After he is graciously received by the Buddha, the king impetuously demands to know from him what is the virtue of being a recluse: “Can you declare to me the immediate benefit of the life of a recluse?” The king relates what other authorities have told him in answer to this questions: the transmigrationist, the annihilationist, the idealist, etc. He is not satisfied and now asks Gotama.
We know today that the earliest followers of the Buddha were not monks as understood in the hierarchical and institutional sense of centiries later. Like contemporary sadhus, they were truly recluses in that they had renounced family, property, and entitlements, and lived alone — in the company of others who, like them, were dubbed “homeless.” Hence, the life of the recluse meant more than just solitude.
Gotama responds to the king’s question with his own. He presents the king with the parable of a servant whose life is consumed in service and loyalty, emptying his mind and heart in order to attend to his master’s pleasures from morning until night. The servant believes that this is his inevitable lot given that his master enjoys merit despite his life of pleasure and dissolution.

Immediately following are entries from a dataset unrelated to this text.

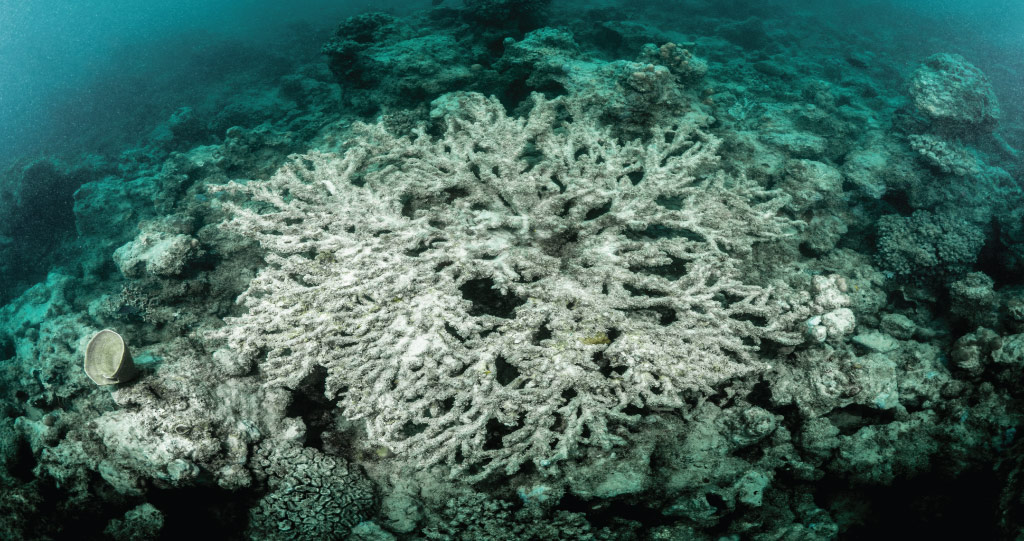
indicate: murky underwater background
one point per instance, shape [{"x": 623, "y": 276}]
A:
[{"x": 511, "y": 269}]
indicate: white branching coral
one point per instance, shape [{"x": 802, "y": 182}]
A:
[{"x": 511, "y": 289}]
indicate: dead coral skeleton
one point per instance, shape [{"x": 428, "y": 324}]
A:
[{"x": 466, "y": 277}]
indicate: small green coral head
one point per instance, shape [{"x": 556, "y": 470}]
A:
[{"x": 108, "y": 360}]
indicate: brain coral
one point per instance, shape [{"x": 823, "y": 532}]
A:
[{"x": 511, "y": 289}]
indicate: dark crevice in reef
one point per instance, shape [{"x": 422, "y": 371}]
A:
[
  {"x": 996, "y": 261},
  {"x": 929, "y": 506},
  {"x": 309, "y": 403},
  {"x": 214, "y": 512},
  {"x": 504, "y": 372},
  {"x": 487, "y": 300},
  {"x": 853, "y": 417},
  {"x": 6, "y": 348},
  {"x": 603, "y": 513}
]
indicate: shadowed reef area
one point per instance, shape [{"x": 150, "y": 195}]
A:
[{"x": 510, "y": 269}]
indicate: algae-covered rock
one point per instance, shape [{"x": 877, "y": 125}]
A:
[{"x": 954, "y": 94}]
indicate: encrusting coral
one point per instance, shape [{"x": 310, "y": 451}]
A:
[{"x": 512, "y": 289}]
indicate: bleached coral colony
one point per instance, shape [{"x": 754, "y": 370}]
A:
[{"x": 501, "y": 272}]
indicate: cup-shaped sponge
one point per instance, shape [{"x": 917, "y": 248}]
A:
[{"x": 108, "y": 360}]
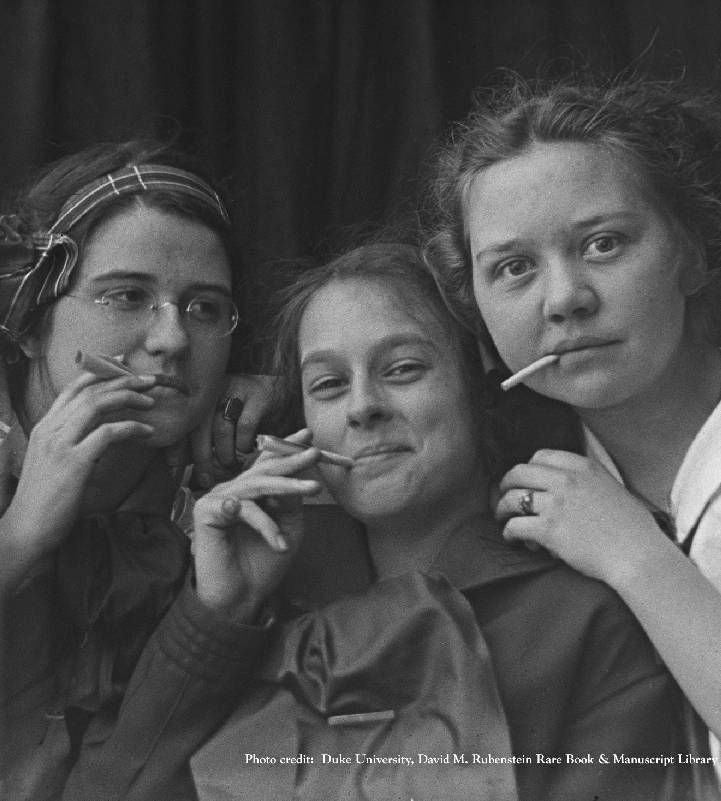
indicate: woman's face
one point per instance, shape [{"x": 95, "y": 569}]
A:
[
  {"x": 570, "y": 256},
  {"x": 176, "y": 259},
  {"x": 384, "y": 386}
]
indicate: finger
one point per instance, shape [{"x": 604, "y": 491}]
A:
[
  {"x": 224, "y": 439},
  {"x": 525, "y": 530},
  {"x": 201, "y": 448},
  {"x": 280, "y": 464},
  {"x": 224, "y": 511},
  {"x": 84, "y": 380},
  {"x": 564, "y": 460},
  {"x": 531, "y": 476},
  {"x": 252, "y": 515},
  {"x": 509, "y": 504}
]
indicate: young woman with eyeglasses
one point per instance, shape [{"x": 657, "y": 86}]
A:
[{"x": 119, "y": 657}]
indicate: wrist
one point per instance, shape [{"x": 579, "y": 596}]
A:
[
  {"x": 648, "y": 558},
  {"x": 244, "y": 609},
  {"x": 17, "y": 555}
]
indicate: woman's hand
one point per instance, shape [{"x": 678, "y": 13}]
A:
[
  {"x": 214, "y": 444},
  {"x": 247, "y": 530},
  {"x": 580, "y": 513},
  {"x": 62, "y": 451}
]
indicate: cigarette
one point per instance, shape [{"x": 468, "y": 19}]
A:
[
  {"x": 267, "y": 442},
  {"x": 101, "y": 366},
  {"x": 361, "y": 718},
  {"x": 521, "y": 375}
]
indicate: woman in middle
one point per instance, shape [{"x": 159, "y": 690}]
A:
[{"x": 536, "y": 679}]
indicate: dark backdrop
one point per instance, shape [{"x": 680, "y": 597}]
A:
[{"x": 317, "y": 113}]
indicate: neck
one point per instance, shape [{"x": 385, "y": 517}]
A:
[
  {"x": 648, "y": 435},
  {"x": 411, "y": 540},
  {"x": 120, "y": 471}
]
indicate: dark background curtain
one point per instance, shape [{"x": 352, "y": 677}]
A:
[{"x": 318, "y": 114}]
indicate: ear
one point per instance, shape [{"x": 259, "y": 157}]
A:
[
  {"x": 489, "y": 357},
  {"x": 694, "y": 272}
]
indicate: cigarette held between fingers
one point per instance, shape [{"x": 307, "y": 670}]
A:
[
  {"x": 101, "y": 366},
  {"x": 267, "y": 442},
  {"x": 521, "y": 375}
]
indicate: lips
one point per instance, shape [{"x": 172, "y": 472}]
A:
[
  {"x": 581, "y": 343},
  {"x": 172, "y": 381},
  {"x": 380, "y": 449}
]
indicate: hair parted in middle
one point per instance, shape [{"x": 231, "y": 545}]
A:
[
  {"x": 667, "y": 132},
  {"x": 507, "y": 431}
]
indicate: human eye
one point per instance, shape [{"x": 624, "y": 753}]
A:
[
  {"x": 405, "y": 371},
  {"x": 127, "y": 298},
  {"x": 603, "y": 246},
  {"x": 514, "y": 268},
  {"x": 326, "y": 387}
]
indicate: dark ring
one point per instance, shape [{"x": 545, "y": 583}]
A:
[
  {"x": 232, "y": 408},
  {"x": 526, "y": 503}
]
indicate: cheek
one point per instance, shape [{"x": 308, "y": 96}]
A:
[{"x": 326, "y": 421}]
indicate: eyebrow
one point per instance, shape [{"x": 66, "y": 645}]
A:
[
  {"x": 147, "y": 278},
  {"x": 387, "y": 343},
  {"x": 509, "y": 245}
]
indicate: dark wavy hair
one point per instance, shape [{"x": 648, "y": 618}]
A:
[
  {"x": 36, "y": 206},
  {"x": 669, "y": 133},
  {"x": 506, "y": 436}
]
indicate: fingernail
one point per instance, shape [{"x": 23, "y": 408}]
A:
[{"x": 230, "y": 506}]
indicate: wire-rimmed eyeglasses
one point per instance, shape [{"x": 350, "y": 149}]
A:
[{"x": 205, "y": 314}]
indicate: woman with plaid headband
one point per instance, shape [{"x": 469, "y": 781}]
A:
[{"x": 115, "y": 312}]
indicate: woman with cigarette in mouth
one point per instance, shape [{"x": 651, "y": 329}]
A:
[
  {"x": 116, "y": 313},
  {"x": 372, "y": 362},
  {"x": 582, "y": 221}
]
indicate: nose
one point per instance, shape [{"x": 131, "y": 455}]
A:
[
  {"x": 569, "y": 291},
  {"x": 367, "y": 405},
  {"x": 166, "y": 332}
]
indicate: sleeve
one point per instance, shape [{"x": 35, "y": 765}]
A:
[
  {"x": 186, "y": 683},
  {"x": 623, "y": 734}
]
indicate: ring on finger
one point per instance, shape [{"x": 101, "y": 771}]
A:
[{"x": 525, "y": 504}]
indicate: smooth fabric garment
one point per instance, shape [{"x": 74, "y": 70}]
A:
[
  {"x": 113, "y": 671},
  {"x": 575, "y": 673},
  {"x": 408, "y": 647},
  {"x": 695, "y": 505}
]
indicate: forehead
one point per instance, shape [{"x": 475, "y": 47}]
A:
[
  {"x": 365, "y": 311},
  {"x": 165, "y": 248},
  {"x": 568, "y": 181}
]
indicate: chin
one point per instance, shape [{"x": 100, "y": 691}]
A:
[{"x": 371, "y": 506}]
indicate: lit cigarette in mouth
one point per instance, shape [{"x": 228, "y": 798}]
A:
[
  {"x": 101, "y": 366},
  {"x": 267, "y": 442},
  {"x": 523, "y": 374}
]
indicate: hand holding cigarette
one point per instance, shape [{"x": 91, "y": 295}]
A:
[
  {"x": 523, "y": 374},
  {"x": 267, "y": 442},
  {"x": 101, "y": 366}
]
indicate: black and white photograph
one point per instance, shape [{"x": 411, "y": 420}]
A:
[{"x": 360, "y": 400}]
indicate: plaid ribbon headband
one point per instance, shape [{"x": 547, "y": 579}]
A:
[{"x": 36, "y": 269}]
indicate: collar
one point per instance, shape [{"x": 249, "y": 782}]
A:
[{"x": 699, "y": 477}]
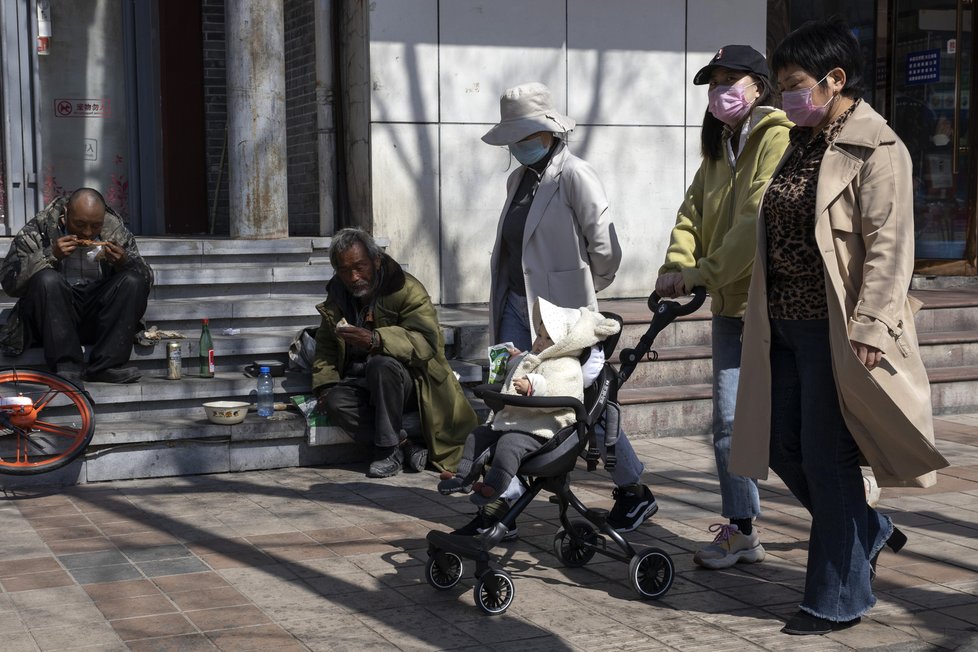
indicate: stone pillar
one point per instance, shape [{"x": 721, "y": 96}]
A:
[{"x": 258, "y": 195}]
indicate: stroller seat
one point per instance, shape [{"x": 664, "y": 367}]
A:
[{"x": 575, "y": 543}]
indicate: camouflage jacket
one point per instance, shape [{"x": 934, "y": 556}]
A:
[{"x": 30, "y": 252}]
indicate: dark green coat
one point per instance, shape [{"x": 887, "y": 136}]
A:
[{"x": 406, "y": 321}]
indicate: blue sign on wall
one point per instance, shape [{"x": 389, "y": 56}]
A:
[{"x": 923, "y": 67}]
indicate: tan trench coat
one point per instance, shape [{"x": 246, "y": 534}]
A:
[{"x": 864, "y": 230}]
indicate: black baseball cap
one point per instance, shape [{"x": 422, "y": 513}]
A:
[{"x": 735, "y": 57}]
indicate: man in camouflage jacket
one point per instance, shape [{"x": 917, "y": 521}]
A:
[{"x": 80, "y": 280}]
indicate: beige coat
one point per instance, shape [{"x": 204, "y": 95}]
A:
[
  {"x": 864, "y": 230},
  {"x": 570, "y": 249}
]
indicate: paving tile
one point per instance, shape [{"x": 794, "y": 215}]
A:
[
  {"x": 72, "y": 546},
  {"x": 208, "y": 598},
  {"x": 100, "y": 574},
  {"x": 184, "y": 643},
  {"x": 227, "y": 617},
  {"x": 10, "y": 622},
  {"x": 370, "y": 592},
  {"x": 66, "y": 520},
  {"x": 90, "y": 559},
  {"x": 131, "y": 607},
  {"x": 59, "y": 615},
  {"x": 44, "y": 580},
  {"x": 172, "y": 566},
  {"x": 241, "y": 559},
  {"x": 119, "y": 590},
  {"x": 130, "y": 629},
  {"x": 62, "y": 595},
  {"x": 157, "y": 553},
  {"x": 190, "y": 582},
  {"x": 53, "y": 534},
  {"x": 260, "y": 637},
  {"x": 15, "y": 567},
  {"x": 90, "y": 636},
  {"x": 140, "y": 540}
]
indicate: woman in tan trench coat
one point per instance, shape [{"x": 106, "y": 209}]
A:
[{"x": 830, "y": 372}]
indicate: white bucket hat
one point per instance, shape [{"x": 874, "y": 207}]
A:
[{"x": 524, "y": 110}]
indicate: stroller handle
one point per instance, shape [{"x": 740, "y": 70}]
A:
[
  {"x": 679, "y": 309},
  {"x": 664, "y": 312}
]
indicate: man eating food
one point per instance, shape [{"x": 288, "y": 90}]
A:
[{"x": 71, "y": 294}]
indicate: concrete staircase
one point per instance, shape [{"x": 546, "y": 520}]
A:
[
  {"x": 268, "y": 289},
  {"x": 672, "y": 395}
]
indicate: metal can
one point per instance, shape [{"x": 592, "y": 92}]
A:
[{"x": 174, "y": 361}]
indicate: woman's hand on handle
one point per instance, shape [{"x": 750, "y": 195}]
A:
[
  {"x": 868, "y": 355},
  {"x": 670, "y": 285}
]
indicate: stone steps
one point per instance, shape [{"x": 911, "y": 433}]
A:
[{"x": 268, "y": 290}]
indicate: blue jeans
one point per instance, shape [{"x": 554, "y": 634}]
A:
[
  {"x": 514, "y": 326},
  {"x": 738, "y": 494},
  {"x": 813, "y": 452}
]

One day the servant reflects on this. “He is a man — and so am I.” To renounce all of this is freedom. The servant would lose nothing. In renouncing the world he merely renounces his master’s contrivances, the contrivances of a whole system of thinking and being. If he becomes a recluse, he reasons, he will have nothing material in this world, but then he never had anything anyway. He would know freedom of mind and body, “delighting in solitude,” as the sutra puts it.
Gotama asks the king if it would make sense to tell the servant that he should return to the master’s household and resume the status of a slave. Of course not, replies the king. Gotama concludes: “This, O king, is the first kind of fruit, visible in this world, from the life of a recluse. But it is only the first fruit.”
The sadhu and arahat represented radical social change for their time. The remnant of this revolutionary change is our modest solitude, a solitude with a long and worthy heritage. But we are obliged nevertheless to identify who is our master, whether anyone is worthy to lord it over us with contrivances and privileges, and to renounce such a one (be it a person, society, or culture) as did the servant in the parable, in order to enjoy the first fruits of solitude in our own brief lives.